Utah just became the first state to pass a “free-range parenting” law, and here’s what that means

From helicopter parenting to attachment parenting, there are many different ways to approach the challenges of parenthood. And now the state of Utah has made it easier for parents to choose how they bring up their children. The state recently passed the country’s first law enabling the practice of “free-range parenting.”

Republican Governor Gary Herbert announced on March 23rd that he had signed the “Free-Range Kids” bill, which makes it legal for parents to allow children to do things like walk to school by themselves or play alone on a playground. The new law will take effect May 8th.

The law is pretty open-ended when it comes to specifying how old “free-range kids” can be, only stating that children must demonstrate enough maturity to do things on their own. According to the Associated Press, the law was purposefully written without imposing an age limit so that each case can be evaluated individually.

On Twitter, supporters of hands-off parenting celebrated the new law.


Connor Boyack, president of the think tank that proposed the law, explained to Yahoo Lifestyle that while letting a child walk to school alone or play without adult supervision was never illegal, the new law makes it harder to penalize parents for doing so.

The term “free-range parenting” dates back to a 2008 column in the New York Sun, in which writer Lenore Skenazy wrote about how she let her nine-year-old son ride the subway by himself. Her blog, “Free-Range Kids,” popularized the term.

"The problem with this everything-is-dangerous outlook is that over-protectiveness is a danger in and of itself," Skenazy wrote in the Sun. "A child who thinks he can't do anything on his own eventually can't."

But there are opponents of free-range parenting.
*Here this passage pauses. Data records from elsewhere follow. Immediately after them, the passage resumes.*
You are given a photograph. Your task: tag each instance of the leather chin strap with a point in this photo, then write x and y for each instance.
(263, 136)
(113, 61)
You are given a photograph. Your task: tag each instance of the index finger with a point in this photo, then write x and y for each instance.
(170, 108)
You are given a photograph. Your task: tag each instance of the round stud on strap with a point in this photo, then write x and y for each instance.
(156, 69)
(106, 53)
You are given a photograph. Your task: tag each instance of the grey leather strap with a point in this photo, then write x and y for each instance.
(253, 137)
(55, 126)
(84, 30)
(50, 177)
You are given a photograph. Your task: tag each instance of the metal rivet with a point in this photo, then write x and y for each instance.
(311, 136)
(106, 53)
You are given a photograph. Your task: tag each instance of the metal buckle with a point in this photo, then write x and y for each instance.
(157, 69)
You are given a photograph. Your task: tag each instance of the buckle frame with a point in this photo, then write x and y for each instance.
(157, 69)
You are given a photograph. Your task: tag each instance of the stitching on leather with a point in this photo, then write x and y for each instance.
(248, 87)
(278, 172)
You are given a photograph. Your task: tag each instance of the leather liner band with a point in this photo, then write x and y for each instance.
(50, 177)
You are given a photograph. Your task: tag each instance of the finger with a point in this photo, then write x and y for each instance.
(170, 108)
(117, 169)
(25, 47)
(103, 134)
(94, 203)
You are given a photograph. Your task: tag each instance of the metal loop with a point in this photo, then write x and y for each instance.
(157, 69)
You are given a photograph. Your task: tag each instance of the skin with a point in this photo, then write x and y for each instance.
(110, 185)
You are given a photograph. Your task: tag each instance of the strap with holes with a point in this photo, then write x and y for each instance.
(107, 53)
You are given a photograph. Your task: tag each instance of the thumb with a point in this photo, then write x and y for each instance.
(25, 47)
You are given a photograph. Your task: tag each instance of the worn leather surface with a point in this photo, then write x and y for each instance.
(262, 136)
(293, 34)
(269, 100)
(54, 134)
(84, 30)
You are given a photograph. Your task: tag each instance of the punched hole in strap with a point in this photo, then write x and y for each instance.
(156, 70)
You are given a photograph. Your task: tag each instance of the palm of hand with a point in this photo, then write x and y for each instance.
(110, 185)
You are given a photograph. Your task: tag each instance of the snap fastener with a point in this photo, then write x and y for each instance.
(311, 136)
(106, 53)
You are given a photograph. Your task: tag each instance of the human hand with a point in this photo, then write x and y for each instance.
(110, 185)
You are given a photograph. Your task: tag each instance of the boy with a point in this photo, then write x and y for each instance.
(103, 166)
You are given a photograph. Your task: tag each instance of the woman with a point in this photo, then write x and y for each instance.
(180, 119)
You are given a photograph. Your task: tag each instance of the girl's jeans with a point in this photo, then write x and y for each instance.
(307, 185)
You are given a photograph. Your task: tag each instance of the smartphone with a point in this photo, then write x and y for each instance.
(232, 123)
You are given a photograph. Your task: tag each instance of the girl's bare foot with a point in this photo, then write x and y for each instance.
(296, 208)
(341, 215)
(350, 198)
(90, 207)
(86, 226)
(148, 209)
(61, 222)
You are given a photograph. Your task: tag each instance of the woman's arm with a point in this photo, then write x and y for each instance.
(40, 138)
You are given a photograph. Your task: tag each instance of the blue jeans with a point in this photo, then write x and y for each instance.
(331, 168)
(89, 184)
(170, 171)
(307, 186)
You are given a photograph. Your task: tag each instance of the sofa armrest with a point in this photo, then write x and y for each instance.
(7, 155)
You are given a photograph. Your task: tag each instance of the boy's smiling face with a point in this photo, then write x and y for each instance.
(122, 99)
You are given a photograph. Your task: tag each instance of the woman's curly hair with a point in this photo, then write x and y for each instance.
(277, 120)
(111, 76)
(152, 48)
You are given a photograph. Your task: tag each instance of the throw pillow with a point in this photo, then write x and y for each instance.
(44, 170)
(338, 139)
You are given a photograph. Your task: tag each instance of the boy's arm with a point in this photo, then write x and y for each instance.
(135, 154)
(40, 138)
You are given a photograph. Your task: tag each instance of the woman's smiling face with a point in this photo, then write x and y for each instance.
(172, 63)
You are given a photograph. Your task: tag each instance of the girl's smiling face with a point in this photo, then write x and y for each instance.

A similar law in Arkansas failed to pass in 2017 because lawmakers feared it would leave children vulnerable to danger.

In the end, there are as many styles of parenting as there are children. It’s hard for strangers to know what’s best for someone else’s child, although that certainly doesn’t prevent many mothers from being shamed for the way they raise their kids. We applaud Utah for making it easier for parents to bring up their little ones the way they feel is best.